Mais le destin plaça un nouvel obstacle sur son chemin. Un obstacle d'à peine un mètre cinquante. Le vieux pépé était pas si croulante que ça et sa cataracte ne l'empêchait pas de lorgner les jolies femmes. Fille en l’occurrence. Plutôt mignonne, c'est vrai, très mignonne même, mais une rivale ! Voilà que le papi remuait, il voulait un baiser ? Le petit vieux s'était mis en branle et avec des gestes lents saccadés, il présentait la robe bleue -oui la sienne à lui !- à la jeune fille qui s'était arrêtée devant son étal. N'écoutant que son courage devant un adversaire de cette trempe, Dagda bouscula brutalement la demoiselle et arracha le vêtement des sales mains qui le présentait à quelqu'un d'autre que lui.

_Touchez pas à ça ! C'est à moi !

Il n'avait pas voulu couiner comme une jeune vierge effarouchée à qui on fait une proposition indécente, mais c'était sorti tout seul. Il aurait cette robe quel qu'en soit le prix, même si sa dignité devait y passer et que tout le monde devait le considérer comme une...non rien. En plus le papi il voyait les femmes mais il était vraiment pas doué pour voir ce qui allait aux gens, cette robe n'irait pas du tout à cette fille, ça sautait aux yeux ! Avec toute la mauvaise foi du monde , il soupira d'exaspération devant un choix aussi peu judicieux en matière d'harmonie des couleurs.
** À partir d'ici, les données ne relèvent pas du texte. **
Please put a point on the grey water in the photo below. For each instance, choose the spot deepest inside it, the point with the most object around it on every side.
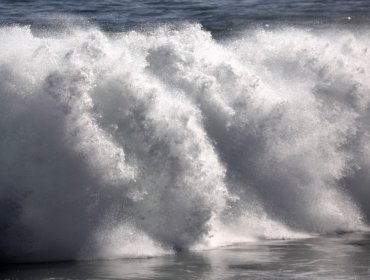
(193, 139)
(222, 17)
(332, 257)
Une robe bleue ne peut pas pas aller à une jolie jeune fille qui a les yeux bleus, c'est évident.

_Je suis vraiment navré de vous apprendre ça mademoiselle, mais cette robe ne vous irait pas du tout, et d'ailleurs elle serait beaucoup trop longue pour vous, vous allez devoir me la laisser !

Personne ne menaçait de lui reprendre, mais bon. On n'est jamais trop prudent.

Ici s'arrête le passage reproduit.